When I first met Karissa, she had on a pink camisole, a brown leather vest, and no bra. She did a monologue from the play No Exit, and everyone in class watched her with the jaw-open, wet-eyed look of people realizing they aren’t good enough.
“Amazing job,” our teacher said. “Now do it again, but remember that your whole life all anyone’s wanted from you is sex. And you love it, but you’re tired of it too. Right? Don’t apologize halfway through. It’s not okay, what they’ve done to you. How they’ve treated you. And you know that, but you also know it’s your only power. You understand what I’m saying, Karissa?”
Karissa teared up. She scratched her thighs with her silver fingernails and looked at the ceiling for too long a moment. Donna didn’t like when we tried to escape a difficult part of a scene by sighing or looking away or diffusing it in any way.
“No, no, leap right in! Get in there!” the teacher said.
This time, Karissa got choked up halfway through the monologue. The class nodded in unison at the perfection. When she got to the last line, she was on her knees. She was crying, but not wiping away the tears. Not choking them back.
No one from the outside was supposed to watch class. It was supposed to be a safe, private space. And I guess it mostly was, but the day that Karissa nailed her monologue, my father was at the door, peering in through the tiny window, watching the way her mascara tears made a spiderweb over her face. On someone else it might have looked messy and ugly, but on Karissa, with her brunette waves and unlined, practically translucent face, it was romantic. The mascara made a paisley pattern, black on white, and she looked masked rather than destroyed.
“Who was that?” Dad said after we walked in silence through Washington Square Park to our favorite place in the village, Caffe Reggio.
“Who?” I said.
“The beautiful one. Without the bra,” Dad said.
Karissa is not the kind of woman my dad usually calls beautiful.
The wife he was just about to divorce, Tess, has D cups and platinum hair and an impossibly flat stomach. My father likes impossibly perfect women. He likes them because he makes them possible.
That’s why when he tells me I’m beautiful, it reeks of lies. I know better. I know what he really sees when he looks at me.
“Please do not talk about my classmates’ bras,” I said. “Or better yet, please do not say ‘bra’ to me. Ever. Please extract the word from your vocabulary.” I dropped my voice on the word bra because the café was cramped and the table of seventy-year-old men playing cards over by the window were all wearing hearing aids, so I was pretty sure they were listening in.
“Well, don’t call her your classmate, then,” Dad said. “That makes her sound like a teenager. And that girl is not a teenager.”
“She’s, like, a few years older than Arizona.”
“She’s hot.”
I sighed, because hot should be banned the way the word bra is banned, but my dad cannot be stopped, especially when he’s all hopped up on a soup-bowl-size cup of cappuccino.
With his third wife, Natasha, he always used to say, “Now that’s an ass!” whenever she walked away from him in her tight black jeans. When he was with his second wife, Janie, I would catch them making out, his hand either up her shirt or down her pants. I was, like, eight. I don’t remember much about him being with my mother. I was only five when she left us for the West Coast and then India and communism or Buddhism or one of those, but I’m sure he didn’t hold back with her either. He gave her liposuction and a new nose, but, as she tells me once a year on my birthday, she regrets both of them and hopes I don’t take that route.
The point being, my dad can be exceedingly gross about women.

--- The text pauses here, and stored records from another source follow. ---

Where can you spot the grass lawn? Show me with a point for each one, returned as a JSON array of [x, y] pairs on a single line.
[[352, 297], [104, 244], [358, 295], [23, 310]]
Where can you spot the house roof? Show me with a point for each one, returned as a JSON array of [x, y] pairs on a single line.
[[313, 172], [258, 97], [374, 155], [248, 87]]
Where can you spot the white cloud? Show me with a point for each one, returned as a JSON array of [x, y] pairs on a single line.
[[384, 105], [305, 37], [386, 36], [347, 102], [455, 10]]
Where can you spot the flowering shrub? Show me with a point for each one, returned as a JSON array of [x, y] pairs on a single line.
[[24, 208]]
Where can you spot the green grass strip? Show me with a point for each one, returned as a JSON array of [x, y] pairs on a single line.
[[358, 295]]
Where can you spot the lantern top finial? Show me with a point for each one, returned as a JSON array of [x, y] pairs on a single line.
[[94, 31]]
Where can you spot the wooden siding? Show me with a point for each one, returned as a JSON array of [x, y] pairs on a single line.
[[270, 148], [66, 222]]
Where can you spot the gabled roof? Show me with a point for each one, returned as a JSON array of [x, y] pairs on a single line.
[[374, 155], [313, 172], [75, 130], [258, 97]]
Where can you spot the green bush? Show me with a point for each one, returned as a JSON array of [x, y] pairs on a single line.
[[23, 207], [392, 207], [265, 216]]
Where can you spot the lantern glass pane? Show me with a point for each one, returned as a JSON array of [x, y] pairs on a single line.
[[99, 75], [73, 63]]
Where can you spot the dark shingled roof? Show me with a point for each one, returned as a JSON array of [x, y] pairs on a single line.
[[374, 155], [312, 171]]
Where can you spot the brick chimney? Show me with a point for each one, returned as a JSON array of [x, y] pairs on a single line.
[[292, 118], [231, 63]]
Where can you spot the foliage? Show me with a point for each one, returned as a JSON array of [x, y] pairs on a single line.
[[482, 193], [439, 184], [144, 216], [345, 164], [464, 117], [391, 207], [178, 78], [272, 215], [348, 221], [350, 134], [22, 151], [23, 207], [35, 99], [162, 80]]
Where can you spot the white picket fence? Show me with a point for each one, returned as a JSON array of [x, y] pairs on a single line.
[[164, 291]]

Even then, at Reggio, he was doodling on one of the postcards on the table. It was a Renoir, I think. A painting I’d seen a million times of a woman in a red hat with a little girl. My father drew lines on the woman’s face, places he could fix, if she were his client. He did it absently, not knowing it was happening. The doodles are all over the house, too—on magazine covers and friends’ Christmas cards. He can’t leave work, not ever. His mind looks for flaws to fix, always.